All religions are made up of a morality and a mythology. One doesn't need to believe the myth to agree with the moral: you can have the Golden Rule without the Trinity. The mythologies of various religions are fascinating though, not just in a psychological Carl Jung/Joseph Campbell sense, but also because all of Western Art (music, literature, you name it.) is founded on Judeo-Christian mythology (same with Eastern Art and Religion, as far as I can tell as well). Whether we believe in it or not, much of the way we see and understand the world is shaped by religion and the discourses surrounding it. And the world is richer for having those myths and metaphors. You don't need to be Catholic to appreciate Martin Scorsese, but you can't understand his work without understanding Catholicism. So this is the other problem with atheism as a doctrine: a world without religion is much less interesting, we lose many of our most versatile and powerful metaphors. Cinema would be a much poorer place without The Seventh Seal, The Passion Of Jeanne D'Arc, Andrei Rublev, The Last Temptation Of Christ, Au Hasard Balthasar, The Mission and on and on and on.
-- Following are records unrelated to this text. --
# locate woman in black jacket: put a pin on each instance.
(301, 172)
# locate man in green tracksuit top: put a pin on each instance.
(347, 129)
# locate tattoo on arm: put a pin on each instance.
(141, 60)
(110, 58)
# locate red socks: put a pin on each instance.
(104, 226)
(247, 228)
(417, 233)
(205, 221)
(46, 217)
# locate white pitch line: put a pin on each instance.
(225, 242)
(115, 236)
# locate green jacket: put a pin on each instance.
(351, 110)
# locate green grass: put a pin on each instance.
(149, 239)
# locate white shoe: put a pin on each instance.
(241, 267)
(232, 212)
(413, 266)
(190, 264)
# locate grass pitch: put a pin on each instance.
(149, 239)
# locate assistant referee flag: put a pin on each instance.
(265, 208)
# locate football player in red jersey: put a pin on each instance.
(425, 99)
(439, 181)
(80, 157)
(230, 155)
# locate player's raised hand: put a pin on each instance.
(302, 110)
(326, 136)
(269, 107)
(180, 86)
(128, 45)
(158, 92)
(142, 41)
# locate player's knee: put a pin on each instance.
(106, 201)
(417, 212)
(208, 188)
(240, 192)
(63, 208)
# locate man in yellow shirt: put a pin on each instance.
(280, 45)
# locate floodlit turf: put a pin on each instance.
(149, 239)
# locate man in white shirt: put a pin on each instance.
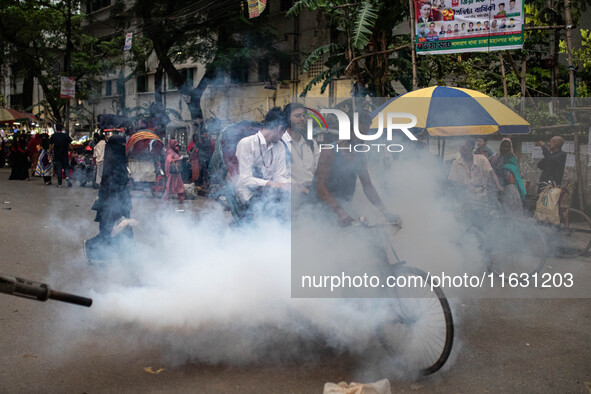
(98, 157)
(303, 154)
(261, 159)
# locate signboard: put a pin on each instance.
(68, 88)
(256, 8)
(128, 38)
(453, 26)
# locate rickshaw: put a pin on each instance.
(144, 162)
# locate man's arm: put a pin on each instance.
(280, 174)
(245, 158)
(370, 191)
(325, 163)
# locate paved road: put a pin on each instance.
(502, 345)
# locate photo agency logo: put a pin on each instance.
(362, 137)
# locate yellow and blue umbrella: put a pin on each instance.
(448, 111)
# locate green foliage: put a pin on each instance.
(363, 49)
(364, 23)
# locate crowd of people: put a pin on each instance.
(278, 163)
(477, 169)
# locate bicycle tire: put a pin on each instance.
(422, 319)
(573, 233)
(521, 248)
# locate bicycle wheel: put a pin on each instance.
(515, 246)
(573, 235)
(419, 328)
The problem with religion is not people who believe the myth and the morality, but with people who believe the myth and ignore the morality. This is the basic error in fundamentalist thinking, Christian, Jewish and Muslim. It's caused, not by religion itself, but by our woeful ability to think critically about ourselves and our world. Bertrand Russell, and many other atheists blame religion itself for this, as organized religion (they assert) discourages doubt and questioning in father of received wisdom and dogma. I can't disagree with that, but it's a chicken and egg thing. The fact is that less dogmatic religions have just as much trouble with authoritarianism and lack of self-examination as Western nations have seems to be evidence that the problem lies not with God but with ourselves. It's that longing for community again, making it so easy for us to sublimate our own judgment to the instruction of charismatic leaders. Is it religion that makes us ripe for exploitation by authoritarians, or our need for community that makes us accept so willingly whatever we're told religion demands of us? I don't know, and neither did Russell or any other group, prayer or anti-prayer.